Before using code patterns, verify installed versions match. If versions differ:

CLI: <tool> --version then <tool> --help to confirm flags

Two behaviors are version-dependent and load-bearing: Flye --genome-size became optional (auto-estimated) and --scaffold flipped OFF by default in recent releases - confirm against the installed Flye. Shasta --config names are dated and chemistry-specific (e.g. Nanopore-R10-Fast-Nov2022) - list with shasta --command listConfigurations rather than hard-coding one. Canu read-type flag spellings and correctedErrorRate defaults changed across major versions. If a command errors, introspect the installed tool and adapt rather than retrying.
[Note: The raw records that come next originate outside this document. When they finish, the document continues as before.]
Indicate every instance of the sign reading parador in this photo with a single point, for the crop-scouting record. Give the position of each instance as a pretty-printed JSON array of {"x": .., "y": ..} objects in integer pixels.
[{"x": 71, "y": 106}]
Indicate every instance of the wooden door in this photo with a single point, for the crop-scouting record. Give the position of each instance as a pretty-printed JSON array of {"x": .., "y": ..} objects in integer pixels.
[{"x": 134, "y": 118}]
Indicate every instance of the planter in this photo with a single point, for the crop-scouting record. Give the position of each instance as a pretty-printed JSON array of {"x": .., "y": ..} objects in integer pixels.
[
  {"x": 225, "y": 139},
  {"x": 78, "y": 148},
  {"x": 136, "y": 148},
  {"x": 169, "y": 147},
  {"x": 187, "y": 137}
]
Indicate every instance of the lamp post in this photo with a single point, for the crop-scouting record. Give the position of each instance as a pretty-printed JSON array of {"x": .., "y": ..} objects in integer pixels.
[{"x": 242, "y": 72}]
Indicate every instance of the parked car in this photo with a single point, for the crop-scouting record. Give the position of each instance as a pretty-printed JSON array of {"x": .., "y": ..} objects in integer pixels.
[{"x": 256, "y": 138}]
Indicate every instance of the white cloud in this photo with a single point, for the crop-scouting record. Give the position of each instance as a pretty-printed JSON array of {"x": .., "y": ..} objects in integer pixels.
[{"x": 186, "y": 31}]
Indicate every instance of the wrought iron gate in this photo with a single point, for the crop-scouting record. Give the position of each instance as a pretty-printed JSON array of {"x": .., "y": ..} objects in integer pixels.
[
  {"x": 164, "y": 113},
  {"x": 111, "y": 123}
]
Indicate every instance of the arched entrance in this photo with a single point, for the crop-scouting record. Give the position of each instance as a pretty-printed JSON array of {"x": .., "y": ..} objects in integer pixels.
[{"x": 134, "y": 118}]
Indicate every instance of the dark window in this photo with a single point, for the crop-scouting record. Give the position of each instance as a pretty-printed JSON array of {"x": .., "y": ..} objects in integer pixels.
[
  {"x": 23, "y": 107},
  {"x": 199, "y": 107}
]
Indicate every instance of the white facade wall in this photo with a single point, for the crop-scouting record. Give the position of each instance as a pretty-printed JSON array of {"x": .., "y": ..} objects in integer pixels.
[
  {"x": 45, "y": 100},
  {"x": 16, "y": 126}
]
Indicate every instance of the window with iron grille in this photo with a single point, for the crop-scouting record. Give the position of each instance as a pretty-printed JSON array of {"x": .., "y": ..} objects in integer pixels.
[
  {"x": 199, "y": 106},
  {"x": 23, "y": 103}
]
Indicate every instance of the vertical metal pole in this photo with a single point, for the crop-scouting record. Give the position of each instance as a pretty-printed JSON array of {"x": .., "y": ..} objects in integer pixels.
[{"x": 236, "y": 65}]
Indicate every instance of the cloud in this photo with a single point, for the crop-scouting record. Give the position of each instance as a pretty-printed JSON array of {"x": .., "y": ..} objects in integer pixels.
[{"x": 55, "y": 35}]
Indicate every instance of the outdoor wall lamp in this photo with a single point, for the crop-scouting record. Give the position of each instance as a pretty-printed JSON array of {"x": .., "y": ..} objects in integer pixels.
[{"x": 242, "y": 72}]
Long-Read Assembly (Noisy Reads)

"Assemble a genome from Nanopore/PacBio-CLR long reads" -> Build a contiguous de novo assembly whose input mode matches the basecaller error regime, then hand off to polishing because the raw consensus is contiguous but not yet accurate.

CLI: flye --nano-hq reads.fq.gz --out-dir out -t 16 (modern ONT R10/Dorado), canu -p asm -d out genomeSize=4.6m -nanopore reads.fq.gz (thorough), wtdbg2 -x ont -g 4.6m -i reads.fq.gz -fo asm && wtpoa-cns -i asm.ctg.lay.gz -fo asm.fa (fast draft)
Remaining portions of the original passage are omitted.